Grenada is to be represented by a two-member delegation at this week’s official funeral of Nelson Mandela, the first Black President of the Republic of South Africa.
Heading the delegation will be deputy Prime Minister, Elvin Nimrod with the other member being trade unionist, Chester Humphrey, the President-General of the Technical & Allied Workers Union (TAWU).
Prime Minister Dr. Keith Mitchell made the disclosure to journalists attending Sunday night’s annual awards ceremony of the Media Workers Association of Grenada (MWAG).
The inclusion of Humphrey in the Grenada delegation raised eyebrows in certain quarters in the country.
An official of the main opposition National Democratic Congress (NDC) sees the selection as Humphrey as a reward by the ruling New National Party (NNP) for the role played by the trade unionist and a group of other Congress rebels in the internal feuding that affected the Tillman Thomas-led government and contributed to its humiliating 15-0 defeat at the polls in February.
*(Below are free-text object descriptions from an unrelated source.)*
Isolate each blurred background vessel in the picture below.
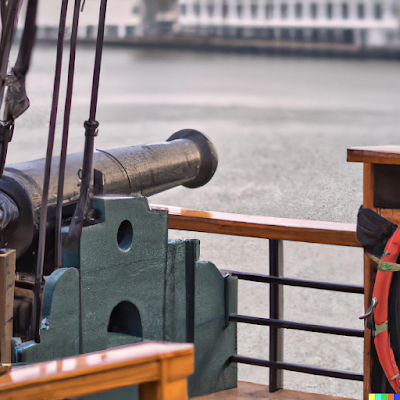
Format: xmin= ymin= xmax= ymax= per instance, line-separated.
xmin=18 ymin=0 xmax=400 ymax=56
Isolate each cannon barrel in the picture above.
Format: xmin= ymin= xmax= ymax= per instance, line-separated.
xmin=0 ymin=129 xmax=218 ymax=268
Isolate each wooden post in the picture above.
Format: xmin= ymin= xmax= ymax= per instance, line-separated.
xmin=0 ymin=249 xmax=16 ymax=364
xmin=362 ymin=163 xmax=374 ymax=399
xmin=348 ymin=146 xmax=400 ymax=400
xmin=139 ymin=355 xmax=190 ymax=400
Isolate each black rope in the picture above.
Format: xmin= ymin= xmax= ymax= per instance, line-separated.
xmin=67 ymin=0 xmax=107 ymax=247
xmin=33 ymin=0 xmax=108 ymax=342
xmin=54 ymin=0 xmax=82 ymax=270
xmin=13 ymin=0 xmax=38 ymax=79
xmin=32 ymin=0 xmax=70 ymax=343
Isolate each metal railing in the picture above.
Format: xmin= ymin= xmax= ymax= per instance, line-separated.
xmin=150 ymin=204 xmax=364 ymax=392
xmin=227 ymin=238 xmax=364 ymax=391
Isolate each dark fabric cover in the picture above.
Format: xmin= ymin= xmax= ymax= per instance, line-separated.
xmin=357 ymin=206 xmax=397 ymax=253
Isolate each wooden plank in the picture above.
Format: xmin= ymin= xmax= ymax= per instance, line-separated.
xmin=150 ymin=205 xmax=360 ymax=247
xmin=348 ymin=146 xmax=400 ymax=165
xmin=193 ymin=381 xmax=358 ymax=400
xmin=0 ymin=342 xmax=194 ymax=400
xmin=0 ymin=249 xmax=15 ymax=364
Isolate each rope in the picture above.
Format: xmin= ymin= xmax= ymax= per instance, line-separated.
xmin=32 ymin=0 xmax=70 ymax=343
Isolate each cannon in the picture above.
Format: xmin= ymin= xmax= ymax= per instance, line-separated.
xmin=5 ymin=129 xmax=237 ymax=400
xmin=0 ymin=129 xmax=217 ymax=275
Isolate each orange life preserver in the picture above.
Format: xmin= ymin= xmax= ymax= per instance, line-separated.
xmin=372 ymin=226 xmax=400 ymax=392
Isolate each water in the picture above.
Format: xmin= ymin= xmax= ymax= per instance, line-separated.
xmin=12 ymin=45 xmax=400 ymax=223
xmin=9 ymin=43 xmax=400 ymax=398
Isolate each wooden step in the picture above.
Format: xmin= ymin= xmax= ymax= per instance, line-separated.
xmin=193 ymin=382 xmax=357 ymax=400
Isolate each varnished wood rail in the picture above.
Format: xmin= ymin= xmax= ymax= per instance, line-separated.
xmin=348 ymin=145 xmax=400 ymax=165
xmin=0 ymin=342 xmax=194 ymax=400
xmin=150 ymin=205 xmax=361 ymax=247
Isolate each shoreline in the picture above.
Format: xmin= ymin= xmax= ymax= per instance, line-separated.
xmin=37 ymin=34 xmax=400 ymax=59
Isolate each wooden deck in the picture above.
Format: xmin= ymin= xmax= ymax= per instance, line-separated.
xmin=194 ymin=382 xmax=357 ymax=400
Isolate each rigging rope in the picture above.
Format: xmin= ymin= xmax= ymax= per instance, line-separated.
xmin=53 ymin=0 xmax=82 ymax=270
xmin=32 ymin=0 xmax=70 ymax=343
xmin=67 ymin=0 xmax=107 ymax=248
xmin=34 ymin=0 xmax=108 ymax=343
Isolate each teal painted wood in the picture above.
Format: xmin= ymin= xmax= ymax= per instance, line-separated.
xmin=18 ymin=267 xmax=80 ymax=362
xmin=15 ymin=195 xmax=237 ymax=399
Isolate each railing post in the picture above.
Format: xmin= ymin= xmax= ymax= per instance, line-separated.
xmin=269 ymin=239 xmax=283 ymax=392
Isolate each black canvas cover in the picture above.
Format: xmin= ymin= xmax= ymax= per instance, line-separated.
xmin=357 ymin=206 xmax=397 ymax=253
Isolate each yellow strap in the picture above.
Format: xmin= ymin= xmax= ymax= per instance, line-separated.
xmin=378 ymin=260 xmax=400 ymax=271
xmin=375 ymin=320 xmax=388 ymax=336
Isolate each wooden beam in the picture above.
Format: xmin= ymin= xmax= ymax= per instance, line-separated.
xmin=0 ymin=249 xmax=15 ymax=364
xmin=0 ymin=342 xmax=194 ymax=400
xmin=150 ymin=205 xmax=360 ymax=247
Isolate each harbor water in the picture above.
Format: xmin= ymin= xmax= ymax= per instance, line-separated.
xmin=9 ymin=43 xmax=400 ymax=398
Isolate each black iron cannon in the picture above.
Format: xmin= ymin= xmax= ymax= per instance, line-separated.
xmin=0 ymin=129 xmax=217 ymax=275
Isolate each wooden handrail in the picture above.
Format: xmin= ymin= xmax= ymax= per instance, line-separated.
xmin=348 ymin=145 xmax=400 ymax=165
xmin=150 ymin=205 xmax=361 ymax=247
xmin=0 ymin=342 xmax=194 ymax=400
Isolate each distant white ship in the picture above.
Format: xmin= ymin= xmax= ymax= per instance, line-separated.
xmin=20 ymin=0 xmax=144 ymax=39
xmin=23 ymin=0 xmax=400 ymax=50
xmin=177 ymin=0 xmax=400 ymax=48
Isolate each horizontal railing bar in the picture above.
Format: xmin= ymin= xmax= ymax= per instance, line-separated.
xmin=225 ymin=270 xmax=364 ymax=294
xmin=150 ymin=205 xmax=361 ymax=247
xmin=229 ymin=314 xmax=364 ymax=337
xmin=230 ymin=355 xmax=363 ymax=381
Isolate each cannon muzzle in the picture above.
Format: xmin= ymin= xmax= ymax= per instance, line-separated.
xmin=0 ymin=129 xmax=217 ymax=271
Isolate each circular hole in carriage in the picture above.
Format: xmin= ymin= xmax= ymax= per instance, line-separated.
xmin=117 ymin=220 xmax=133 ymax=251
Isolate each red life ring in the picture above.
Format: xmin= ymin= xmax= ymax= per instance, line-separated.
xmin=373 ymin=227 xmax=400 ymax=392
Nimrod and Humphrey flew out of the Maurice Bishop International Airport (MBIA) on Sunday night for Trinidad and Tobago to board a Caribbean Airlines flight, chartered by the Government in Port-of-Spain for the journey into Pretoria.
The two will join several Caribbean Community (CARICOM) leaders who left the region on Monday for South Africa to attend the funeral of the anti-apartheid icon.
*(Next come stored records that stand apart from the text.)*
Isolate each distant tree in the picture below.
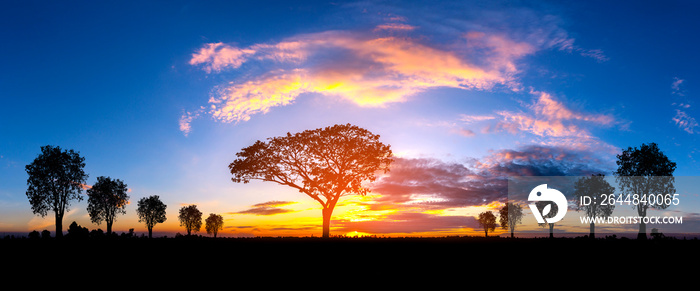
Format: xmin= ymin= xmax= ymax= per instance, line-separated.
xmin=573 ymin=174 xmax=615 ymax=239
xmin=499 ymin=202 xmax=523 ymax=238
xmin=477 ymin=211 xmax=497 ymax=237
xmin=178 ymin=205 xmax=202 ymax=236
xmin=205 ymin=213 xmax=224 ymax=238
xmin=87 ymin=176 xmax=129 ymax=235
xmin=229 ymin=124 xmax=393 ymax=238
xmin=28 ymin=230 xmax=40 ymax=239
xmin=41 ymin=229 xmax=51 ymax=239
xmin=614 ymin=142 xmax=676 ymax=240
xmin=136 ymin=195 xmax=168 ymax=238
xmin=535 ymin=201 xmax=558 ymax=238
xmin=66 ymin=221 xmax=89 ymax=239
xmin=25 ymin=145 xmax=88 ymax=238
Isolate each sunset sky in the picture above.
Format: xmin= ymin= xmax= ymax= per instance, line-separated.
xmin=2 ymin=0 xmax=700 ymax=238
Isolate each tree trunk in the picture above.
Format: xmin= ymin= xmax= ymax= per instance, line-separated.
xmin=107 ymin=222 xmax=113 ymax=236
xmin=510 ymin=229 xmax=514 ymax=238
xmin=590 ymin=222 xmax=595 ymax=239
xmin=638 ymin=221 xmax=647 ymax=240
xmin=55 ymin=215 xmax=63 ymax=238
xmin=148 ymin=227 xmax=153 ymax=239
xmin=638 ymin=206 xmax=647 ymax=240
xmin=484 ymin=229 xmax=488 ymax=237
xmin=549 ymin=224 xmax=554 ymax=238
xmin=322 ymin=207 xmax=332 ymax=238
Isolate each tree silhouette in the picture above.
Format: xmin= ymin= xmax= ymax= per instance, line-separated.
xmin=229 ymin=124 xmax=393 ymax=238
xmin=477 ymin=211 xmax=497 ymax=237
xmin=499 ymin=202 xmax=523 ymax=238
xmin=573 ymin=174 xmax=615 ymax=239
xmin=614 ymin=142 xmax=676 ymax=240
xmin=136 ymin=195 xmax=167 ymax=238
xmin=25 ymin=145 xmax=88 ymax=238
xmin=87 ymin=176 xmax=129 ymax=235
xmin=535 ymin=200 xmax=558 ymax=238
xmin=205 ymin=213 xmax=224 ymax=238
xmin=178 ymin=205 xmax=202 ymax=236
xmin=66 ymin=221 xmax=89 ymax=239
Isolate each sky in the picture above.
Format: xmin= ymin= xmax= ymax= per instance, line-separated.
xmin=1 ymin=0 xmax=700 ymax=238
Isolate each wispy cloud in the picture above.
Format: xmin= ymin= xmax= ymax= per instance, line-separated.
xmin=672 ymin=77 xmax=686 ymax=96
xmin=670 ymin=77 xmax=697 ymax=134
xmin=180 ymin=3 xmax=611 ymax=135
xmin=182 ymin=29 xmax=516 ymax=132
xmin=673 ymin=109 xmax=698 ymax=134
xmin=485 ymin=91 xmax=616 ymax=139
xmin=233 ymin=201 xmax=297 ymax=216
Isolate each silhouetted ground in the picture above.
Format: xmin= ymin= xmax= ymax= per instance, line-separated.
xmin=4 ymin=234 xmax=699 ymax=263
xmin=3 ymin=234 xmax=697 ymax=285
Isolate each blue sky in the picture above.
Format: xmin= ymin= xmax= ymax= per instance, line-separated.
xmin=1 ymin=0 xmax=699 ymax=237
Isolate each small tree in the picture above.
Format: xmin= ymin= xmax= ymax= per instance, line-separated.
xmin=205 ymin=213 xmax=224 ymax=238
xmin=535 ymin=201 xmax=558 ymax=238
xmin=25 ymin=145 xmax=88 ymax=238
xmin=229 ymin=124 xmax=392 ymax=238
xmin=87 ymin=176 xmax=129 ymax=235
xmin=477 ymin=211 xmax=497 ymax=237
xmin=573 ymin=174 xmax=615 ymax=239
xmin=499 ymin=202 xmax=523 ymax=238
xmin=136 ymin=195 xmax=167 ymax=238
xmin=178 ymin=205 xmax=202 ymax=236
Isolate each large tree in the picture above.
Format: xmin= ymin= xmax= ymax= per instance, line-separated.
xmin=87 ymin=176 xmax=129 ymax=235
xmin=229 ymin=124 xmax=393 ymax=238
xmin=614 ymin=142 xmax=676 ymax=240
xmin=205 ymin=213 xmax=224 ymax=238
xmin=178 ymin=205 xmax=202 ymax=236
xmin=136 ymin=195 xmax=167 ymax=238
xmin=499 ymin=202 xmax=523 ymax=238
xmin=477 ymin=211 xmax=497 ymax=237
xmin=573 ymin=174 xmax=615 ymax=239
xmin=25 ymin=145 xmax=88 ymax=238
Before flying out of Port-of-Spain, the country’s Prime Minister Kamla Persad-Bissessar said the regional leaders will not use the traditional route to fly into South Africa due to the weather pattern in Europe.
She said the route will take them into Brazil and then fly straight into South Africa in order to facilitate easier access due to time constraints.
“If we had passed through the UK, we would have had further constraints. We will fly to Rio De Janeiro (Brazil) to refuel and then pursue over the Atlantic to come back”, she said.
Asked about the cost of the trip, the TNT Prime Minister said: “Not at this point in time we are having it worked out. In terms of the commitment, we have to honour the great work of Mandela. The cost will not be exorbitant. I have nothing to hide. It would have cost more to fly so many of us down to South Africa.” Mandela, 95, died last Thursday, following a prolonged illness. He will be buried on Sunday, December 15.
CARICOM chairman and Prime Minister of Trinidad and Tobago, Kamla Persad Bissessar, as well as her Jamaican counterpart, Portia Simpson-Miller are expected in Johannesburg in time for the funeral.
President Donald Ramotar of Guyana and Bahamas Prime Minister Perry Christie are also attending the meeting.
A Bahamas government statement said that the delegation will first travel to Trinidad where it will “join other CARICOM Heads of Government for the direct flight to Johannesburg via private charter courtesy of the government of Trinidad and Tobago”.
The statement said that Nassau had played a prominent role in the release of Mandela after 27 years in jail for his fight to overthrow the apartheid system.
“Once released from prison, Mr Mandela came almost immediately to visit The Bahamas to personally thank former Prime Minister Sir Lynden Pindling for his leadership in securing the release. In fact, Mr Mandela made two trips to the Bahamas,” the statement said, noting that “Sir Lynden Pindling was chairman of Commonwealth Heads of Government Meeting in 1985 which issued the “Nassau Accords” that led to Mr Mandela’s release.
“As a result of this close relationship, Thabo Mbeki, who succeeded Mandela as the second president of a democratic South Africa, made an official state visit to The Bahamas during his tenure as president in 2002, the statement said.